Sunday, June 22, 2014

Nobody gets out alive: Pentecost 2

Jesus says one thing three times in the tenth chapter of Matthew, the Gospel for this morning. As the NRSV puts it: “Have no fear” then, “Do not fear,” and finally, “Don’t be afraid.”

And that’s nice to hear but sometimes it’s not easy advice to take because life can be bewildering and frightening and –- let's face it -– it looks none of us are going to get out of here alive. But  last Friday morning I preached three sermons that might come together as a three dimensional roadmap for facing life and death and all the rest with a larger sense of living life and a smaller component of fear.

First, this Friday at 9:00am I celebrated the Eucharist for the students and staff of Cathedral College. Since it was also celebrating the feast of the Holy Trinity, for which the Cathedral is named, I told I gave them a three-sided sermon and shared three things: 

First, look for God in the big stuff: Mountains, Sea, Sky. For God creates the whole cosmos; and in a world resolutely louder year by year it is important to see the larger scheme of the incongruous and amazing facts of creation. Then, look for God in the small stuff: Feet, food, breath to start; see God’s Spirit animate all the ways  we live and breathe and have our being. Then look for God in flesh: in friends, family, foes, the stranger. For if we see what it means to be a human being in Jesus, and then we can explore the expanse of God’s love lost and found in every human being.

There was some method in my madness: young people need focus and direction, both visions and boundaries. Plus they need the wisdom of the body: the deep miraculous wisdom of their own corpus plus that of history, community, wisdom: the body corporate, the body of evidence, the body of belief that enables with healthy feedback and grounded hope and practical help enabling them and us to get on with the hope and the fear and the business of living with all the possibilities. And that’s one part, in my understanding, of what it means to be the church.

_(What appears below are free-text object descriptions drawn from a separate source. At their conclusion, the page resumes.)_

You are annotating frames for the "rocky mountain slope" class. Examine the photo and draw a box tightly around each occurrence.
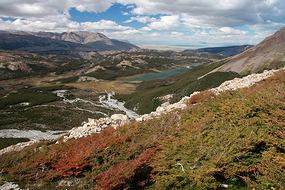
[215,27,285,74]
[30,31,113,45]
[0,49,88,80]
[0,31,139,57]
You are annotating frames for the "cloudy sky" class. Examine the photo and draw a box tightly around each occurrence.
[0,0,284,47]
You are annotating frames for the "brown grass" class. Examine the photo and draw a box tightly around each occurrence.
[66,81,136,95]
[0,72,136,95]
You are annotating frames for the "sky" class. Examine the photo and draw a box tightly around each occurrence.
[0,0,284,48]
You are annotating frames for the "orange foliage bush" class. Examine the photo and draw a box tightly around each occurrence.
[30,128,130,179]
[188,90,214,104]
[94,147,158,190]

From there I went to a 10:30 service of hymns and communion from the reserved sacrament in the Dementia Ward at St Johns Village where I talked about the three dimensions of the Lord’s Prayer there; reaching up to our Father in Heaven, calling for God’s blessing in our lives and asking for right compassion and connection with our neighbour. A fair number of people joined in the three gestures. Then we shared the bread, body of Christ, and peace at the last. 

I find being a chaplain on D Ward to be a salutary exercise. It meets me in a place where I need to reminded, healing some old fears that you might share. For me getting older means meeting limits, stretching where we wear out; worrying when the possibilities get fewer, when options narrow, when the memory misses words and numbers. I think we all wonder about D-Wing in the end.

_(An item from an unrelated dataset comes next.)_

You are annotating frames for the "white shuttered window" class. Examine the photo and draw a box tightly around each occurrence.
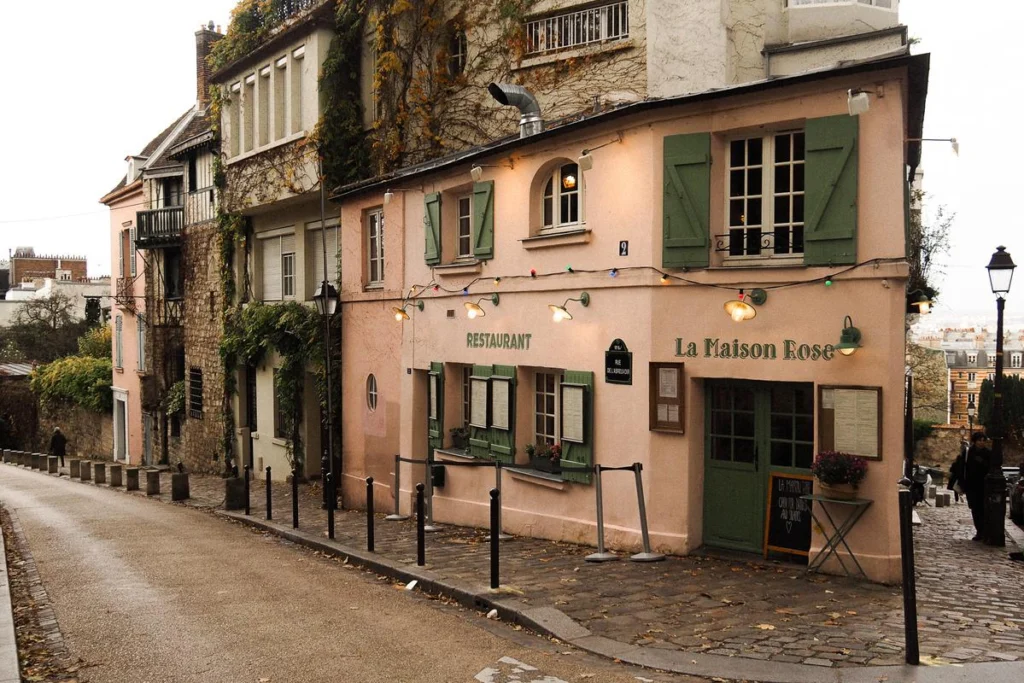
[306,222,340,292]
[262,236,282,301]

But what I see with the people there reminds me of a quote from Jane Fonda where she said she became a Christian  because she  found herself “humming with a reverence.” that was leading her to God. I hear that there, a sense of people on a horizon of life praying with, as Paul puts it, “The spirit interceding with sighs too  deep for words…  groaning for the new creation.” It is deeply moving and surprisingly beautiful.

On the third Friday of the month the 11:15 Nursing Home holds a Memorial Service and Eucharist, with space for a bit of a biography for the person who has died recently (who she was, where she lived, what she liked), then lighting a candle, special prayers, different hymns and the Holy Eucharist from the reserved sacrament. The twenty or so people there, with an average age in the late eighties sang well, prayed and listened quietly 

And I talked about the acclamation in the middle of the Eucharist: “Christ has died, Christ is risen, Christ will come again,” where (quoting, Austin Farrer I think) we are invited to “exchange our living death with Christ’s dying life.” Christ opens the dead-end of life with an endless love that lives forever; he invites us to open to resurrection time, and assures us to abide in that hope until he returns to share eternal life; that’s the faith we follow, the hope Jesus plants in our life, the love that calls us to open new beginning. 

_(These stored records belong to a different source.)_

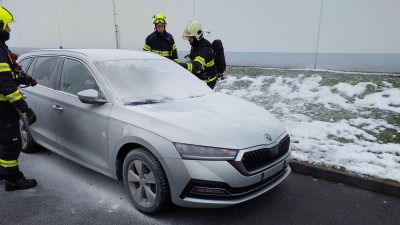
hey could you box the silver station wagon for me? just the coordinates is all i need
[18,49,291,214]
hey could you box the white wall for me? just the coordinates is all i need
[56,0,117,49]
[1,0,399,72]
[315,0,400,72]
[318,0,400,53]
[195,0,322,53]
[3,0,61,49]
[111,0,323,53]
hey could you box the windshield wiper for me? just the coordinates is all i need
[174,94,207,101]
[185,94,206,99]
[125,99,162,105]
[124,97,172,106]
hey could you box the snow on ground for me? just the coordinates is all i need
[215,67,400,183]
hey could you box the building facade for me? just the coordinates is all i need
[2,0,399,73]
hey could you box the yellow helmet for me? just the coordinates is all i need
[0,6,14,30]
[153,13,167,25]
[182,19,203,40]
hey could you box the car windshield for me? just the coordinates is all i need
[94,59,214,104]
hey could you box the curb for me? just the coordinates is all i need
[289,161,400,198]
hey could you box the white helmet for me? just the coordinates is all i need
[182,19,203,40]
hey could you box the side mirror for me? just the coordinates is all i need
[77,89,108,105]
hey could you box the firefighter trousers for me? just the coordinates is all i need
[0,121,22,180]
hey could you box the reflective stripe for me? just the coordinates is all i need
[205,59,215,67]
[187,63,193,73]
[174,58,180,63]
[151,50,170,57]
[143,44,151,51]
[144,46,174,57]
[0,94,6,101]
[206,75,217,83]
[172,43,177,50]
[194,56,205,67]
[0,62,11,72]
[0,159,19,168]
[5,89,23,103]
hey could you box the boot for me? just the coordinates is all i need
[4,172,37,191]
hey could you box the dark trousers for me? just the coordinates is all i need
[0,121,22,179]
[206,78,217,90]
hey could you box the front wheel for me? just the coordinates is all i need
[123,147,171,214]
[20,119,36,153]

And that’s last Friday morning. Let me make an end. Do not fear, because God has created a cosmos in which you can never get lost.  Do not fear, because the Spirit will meet you in every moment of life and death, of ending and beginning. Do not fear, because Jesus is wildly in love with you, reaching out his arms of love, willing to share his loving life with you here and now and always, 


In the name of the Father and the Son and the Holy Spirit.